Link state only exchanges entire routing tables during initialization. After initialization, routing updates are only multicast when a change occurs. It also sends only the change in the update, not the entire routing table. The changes in the topology are flooded immediately and computed in parallel. If no changes occur, they do not generate any periodic updates.
The event-triggered updates improve network convergence time because on the event required, the router sends an update message right away. An event such as a new link installation or an existing link failing or removed triggers the link-state update when link-state changes occur.
The link-state protocols support VLSM, which enables routers to recognize and forward traffic to subnets within a network. The link-state updates also include the subnet mask, which allows a router to identify the exact subnet to forward traffic.
All Link State protocols build and maintain three types of tables called databases: The Adjacency database, the Link State database, and the Forwarding database. To maintain routing information, OSPF routers do the following generic link-state operation to achieve a state of convergence:
Establish Neighbor Adjacencies
All OSPF-enabled routers must establish Neighbor Adjacencies and relationships with one another. The OSPF-enabled routers must recognize each other on the network before sharing information. Adjacent routers establish this relationship using the exchange of hello packets.
OSPF enables routers to send hello packets to all OSPF enabled interfaces, as shown in the figure below.
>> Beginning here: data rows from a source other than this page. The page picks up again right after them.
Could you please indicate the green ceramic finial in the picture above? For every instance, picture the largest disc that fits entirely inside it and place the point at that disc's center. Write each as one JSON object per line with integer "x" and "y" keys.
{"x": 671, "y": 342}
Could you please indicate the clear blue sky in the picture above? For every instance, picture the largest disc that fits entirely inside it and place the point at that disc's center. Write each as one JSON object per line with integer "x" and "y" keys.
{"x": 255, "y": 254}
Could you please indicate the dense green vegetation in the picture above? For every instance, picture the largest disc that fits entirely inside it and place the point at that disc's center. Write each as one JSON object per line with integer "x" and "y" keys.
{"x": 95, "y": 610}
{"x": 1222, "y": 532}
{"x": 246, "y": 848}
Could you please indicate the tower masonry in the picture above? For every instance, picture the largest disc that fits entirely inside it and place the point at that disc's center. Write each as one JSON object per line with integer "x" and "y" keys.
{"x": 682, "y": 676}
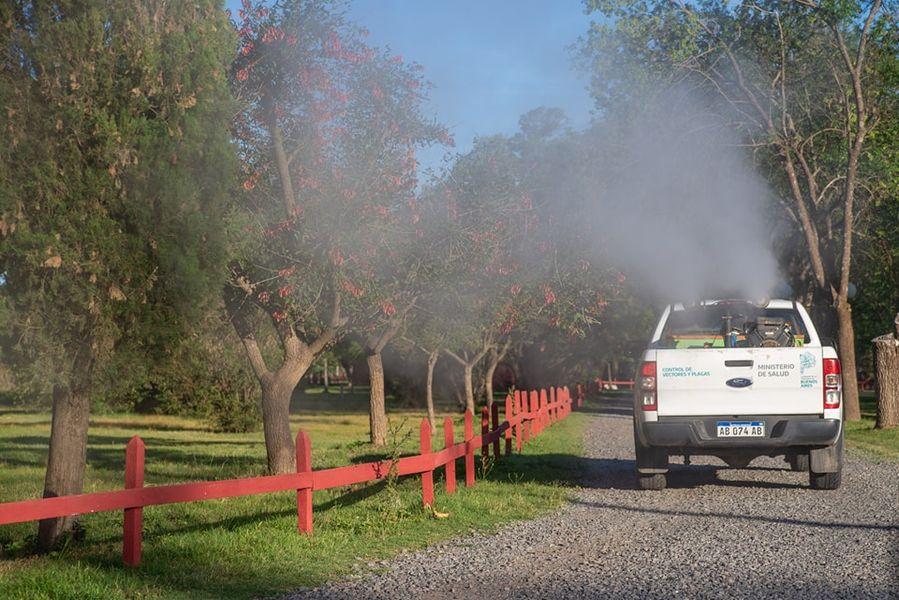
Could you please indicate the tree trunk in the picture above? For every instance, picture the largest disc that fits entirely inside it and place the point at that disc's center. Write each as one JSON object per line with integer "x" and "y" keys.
{"x": 886, "y": 352}
{"x": 429, "y": 388}
{"x": 68, "y": 453}
{"x": 469, "y": 388}
{"x": 488, "y": 381}
{"x": 378, "y": 412}
{"x": 851, "y": 408}
{"x": 279, "y": 444}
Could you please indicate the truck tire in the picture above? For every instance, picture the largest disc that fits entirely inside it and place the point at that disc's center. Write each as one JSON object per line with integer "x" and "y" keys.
{"x": 656, "y": 481}
{"x": 828, "y": 481}
{"x": 799, "y": 462}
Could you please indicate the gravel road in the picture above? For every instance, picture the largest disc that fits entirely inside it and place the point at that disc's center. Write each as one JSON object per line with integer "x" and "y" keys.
{"x": 716, "y": 532}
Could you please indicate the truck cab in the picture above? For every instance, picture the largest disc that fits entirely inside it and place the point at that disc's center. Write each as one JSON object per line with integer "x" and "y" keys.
{"x": 738, "y": 380}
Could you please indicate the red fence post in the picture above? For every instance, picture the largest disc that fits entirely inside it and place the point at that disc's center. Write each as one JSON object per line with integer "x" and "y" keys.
{"x": 304, "y": 495}
{"x": 448, "y": 442}
{"x": 134, "y": 517}
{"x": 533, "y": 421}
{"x": 554, "y": 407}
{"x": 494, "y": 425}
{"x": 518, "y": 426}
{"x": 427, "y": 478}
{"x": 509, "y": 417}
{"x": 469, "y": 449}
{"x": 485, "y": 429}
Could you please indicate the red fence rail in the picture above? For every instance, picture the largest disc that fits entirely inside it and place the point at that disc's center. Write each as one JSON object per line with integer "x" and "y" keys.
{"x": 526, "y": 415}
{"x": 613, "y": 384}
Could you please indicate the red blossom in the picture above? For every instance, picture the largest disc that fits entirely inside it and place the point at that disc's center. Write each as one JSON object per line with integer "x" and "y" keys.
{"x": 351, "y": 289}
{"x": 548, "y": 296}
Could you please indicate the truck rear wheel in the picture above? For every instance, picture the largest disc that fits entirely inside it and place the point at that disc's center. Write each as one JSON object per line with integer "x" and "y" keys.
{"x": 656, "y": 481}
{"x": 827, "y": 481}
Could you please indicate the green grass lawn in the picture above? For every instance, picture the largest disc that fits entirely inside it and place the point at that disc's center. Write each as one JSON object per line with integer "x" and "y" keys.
{"x": 249, "y": 547}
{"x": 861, "y": 434}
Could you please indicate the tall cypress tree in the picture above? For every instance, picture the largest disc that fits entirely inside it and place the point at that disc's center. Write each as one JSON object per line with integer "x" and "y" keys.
{"x": 114, "y": 186}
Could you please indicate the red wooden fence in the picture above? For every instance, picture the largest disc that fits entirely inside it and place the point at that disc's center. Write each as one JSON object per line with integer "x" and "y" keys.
{"x": 526, "y": 415}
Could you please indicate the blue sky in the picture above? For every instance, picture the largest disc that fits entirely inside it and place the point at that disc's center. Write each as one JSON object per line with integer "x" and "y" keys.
{"x": 489, "y": 60}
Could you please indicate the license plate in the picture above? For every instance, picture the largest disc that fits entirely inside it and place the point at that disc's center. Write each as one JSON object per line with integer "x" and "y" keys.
{"x": 741, "y": 429}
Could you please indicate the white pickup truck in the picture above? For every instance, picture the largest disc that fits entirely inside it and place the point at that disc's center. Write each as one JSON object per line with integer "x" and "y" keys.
{"x": 738, "y": 380}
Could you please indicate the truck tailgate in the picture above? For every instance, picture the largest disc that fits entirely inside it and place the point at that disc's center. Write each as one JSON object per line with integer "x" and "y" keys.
{"x": 740, "y": 381}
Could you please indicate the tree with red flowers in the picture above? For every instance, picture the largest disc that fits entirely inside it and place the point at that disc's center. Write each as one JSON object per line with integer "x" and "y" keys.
{"x": 327, "y": 139}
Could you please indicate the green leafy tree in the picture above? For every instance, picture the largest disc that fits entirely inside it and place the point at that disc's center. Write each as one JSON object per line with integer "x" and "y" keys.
{"x": 115, "y": 171}
{"x": 327, "y": 137}
{"x": 797, "y": 79}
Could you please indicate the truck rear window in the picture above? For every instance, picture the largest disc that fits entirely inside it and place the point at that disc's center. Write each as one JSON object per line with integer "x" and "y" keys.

The routers build the adjacency table using these hello packets. Within hello messages packets, routers announce themselves and also identify directly connected links and the state of these links.
Exchange of LSAs
Once the adjacency relationship is completed, the routers exchange link-state advertisements (LSAs). LSAs contain the router’s state and the cost of each directly connected link. Each router floods its LSA to adjacent neighbors.
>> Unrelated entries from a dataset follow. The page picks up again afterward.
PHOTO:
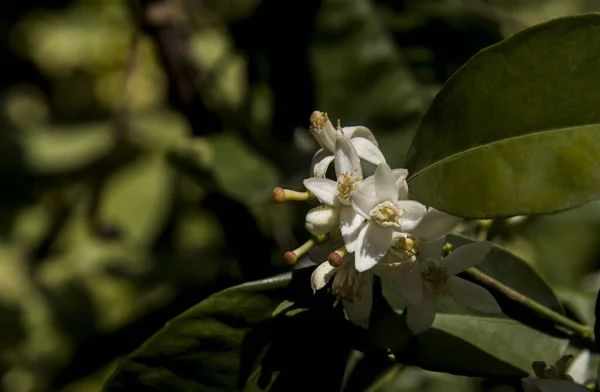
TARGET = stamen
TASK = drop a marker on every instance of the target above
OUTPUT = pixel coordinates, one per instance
(318, 119)
(447, 249)
(335, 257)
(386, 214)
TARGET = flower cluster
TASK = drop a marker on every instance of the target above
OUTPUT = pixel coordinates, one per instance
(383, 232)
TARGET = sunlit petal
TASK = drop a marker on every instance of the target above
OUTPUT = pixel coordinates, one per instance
(346, 158)
(324, 189)
(351, 223)
(385, 185)
(363, 202)
(322, 275)
(412, 214)
(367, 150)
(320, 163)
(372, 244)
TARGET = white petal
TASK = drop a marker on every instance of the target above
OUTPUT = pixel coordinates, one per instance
(466, 256)
(579, 368)
(412, 214)
(400, 175)
(385, 184)
(351, 223)
(432, 249)
(359, 131)
(435, 224)
(346, 158)
(367, 150)
(372, 244)
(410, 286)
(388, 271)
(402, 190)
(320, 163)
(322, 275)
(321, 220)
(359, 309)
(324, 189)
(551, 385)
(472, 295)
(419, 319)
(363, 202)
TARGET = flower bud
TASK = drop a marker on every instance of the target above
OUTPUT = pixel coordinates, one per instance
(321, 220)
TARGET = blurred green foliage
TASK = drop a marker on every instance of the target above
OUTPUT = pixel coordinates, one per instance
(129, 195)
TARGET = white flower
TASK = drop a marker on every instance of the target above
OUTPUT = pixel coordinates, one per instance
(336, 195)
(433, 225)
(354, 288)
(385, 213)
(428, 277)
(323, 130)
(559, 378)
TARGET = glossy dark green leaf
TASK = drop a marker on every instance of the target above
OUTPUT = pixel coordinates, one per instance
(468, 344)
(201, 348)
(502, 265)
(490, 346)
(516, 130)
(514, 272)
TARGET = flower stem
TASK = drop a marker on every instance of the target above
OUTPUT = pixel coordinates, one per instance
(586, 331)
(281, 195)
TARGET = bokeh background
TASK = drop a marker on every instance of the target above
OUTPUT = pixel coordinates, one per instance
(140, 141)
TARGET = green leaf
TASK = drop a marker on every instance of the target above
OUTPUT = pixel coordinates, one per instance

The adjacent neighbours which receive the LSA, immediately flood the LSA to other directly connected neighbours without any changes, the process is continued until all routers in the area received all routers LSA. The figure below illustrates the exchange of LSAs
Building a Link state database (LSDB)
After exchanging LSAs, each router builds a topology table or link-state database (LSDB) and places itself in the root position. This database holds all information about the network’s topology.
SPF Tree
After building a Link State database on all the routers, the routing protocol executes the SPF Algorithm (Dijkstra’s algorithm). The SPF algorithm creates the SPF tree for each router based on LSDB. The SPF tree includes each possible path to the destination with its cost. The figure below illustrates the SPF tree.
Forwarding Database
From the SPF tree, the best paths are inserted into the routing table, also known as the forwarding database, and the router makes routing decisions based on entries in the routing table.